Talking about money can feel like speaking an entirely different language. If getting on top of your financial wellness is a goal of yours for 2023, there might be a few technical terms that are making your head spin.
We’re breaking down some of the most common financial and credit-related terms this month in what can be considered your glossary of all things credit. Bookmark this post as a reference as you set out on your personal finance and credit journey, and stay tuned for Part II coming next week.
This week we’re discussing:
Credit vs. Debt
Before we can discuss common credit terms, we need to define both credit and debt. Credit and debt go hand in hand. You probably recognize debt as the money you owe. It’s the loan or borrowed money that you haven’t yet repaid.
Credit, however, shows your ability to pay back that loan. It says how much you can borrow based on your reputation for repaying debts in the past. Your credit comes in the form of a credit score, which the credit bureaus use to determine your ability to repay debts.
APR and Interest Rates
Interest rates are the additional cost a borrower will pay for taking out a loan, expressed as a percentage.
Interest rates on loans typically are expressed as an Annual Percentage Rate (more commonly referred to as “APR”). The rate includes the loan’s cost plus any other borrowing fees. It’s meant to give you a full understanding of what you owe and what the lender, bank, or credit card company will collect.
These rates impact everything from credit cards to car loans to mortgages. The interest rate is personalized based on the kind of loan, the time period to pay the loan, and the borrower’s credit score.
When you have a low credit score, odds are that you will receive a high interest rate when looking for a loan. On the flip side, a high credit score will likely result in a lower interest rate. Because of interest rates, the same loan amount can end up costing one person much more than it costs another.
In short, APR is the money you will pay for taking out a loan.
A loan balance is used to identify the amount of money still owed on a loan. This can be called a credit card or loan balance, or simply a balance. This includes the interest or fees associated with the loan.
When looking at your credit report, you’ll see all your loan balances. You will want to ensure that balances are in good standing and current. When balances get above 25% of the total amount of credit you have available, it can become more difficult to qualify for other loans later.
Regarding a loan, a principal balance is the dollar figure associated with the original loan, not including any interest. For example:
- If you borrow $10,000 for a car today, then today, the principal balance equals the initial loan or $10,000.
- After three years of making monthly payments, you will have paid down some of the principal, and perhaps only $7,000 remains of the original loan. At that time, the principal would be just $7,000 (the remaining amount left to pay on the original loan).
Also called a billing period, a billing cycle refers to the length of time between recurring bills from a lender. A prime example of this is the period of time between your credit card or electricity bills.
Most billing cycles are 28-30 days, but this may differ based on the terms set by the issuing bank or financial institution.
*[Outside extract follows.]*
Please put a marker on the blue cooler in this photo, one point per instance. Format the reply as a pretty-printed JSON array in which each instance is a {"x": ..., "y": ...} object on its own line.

Billing cycles remind you of the payment timetables you must follow to avoid being charged additional interest or late fees.
A charge-off refers to a debt that the borrower has not paid off after prolonged delinquency. Charge-offs happen long after that first “overdue” notice, and when they do, the lender or creditor has written the account off as a loss and closed it to future charges.
That doesn’t mean that unpaid debt is forgiven. Instead, it is commonly sold to a debt buyer or transferred to a collection agency, and you are still legally obligated to pay the debt. This typically happens 120-180 days after the lender or vendor has unsuccessfully tried to reach a payee or if the payee isn’t meeting their monthly payments.
The original creditor might resell the loan to a collections agency, which could make the same charge show up on your credit report twice. Charge-offs are viewed negatively by the three major credit bureaus, Equifax, Experian, and TransUnion.
The person who takes out a loan is considered a primary borrower. A primary borrower can add a cosigner to the account to reassure the lender that the loan will be paid back. Adding a cosigner to your application when you have low or no credit can increase your chances of being approved.
Remember, if a primary borrower does not pay back the loan in full, the cosigner will be responsible and can face a damaged credit score.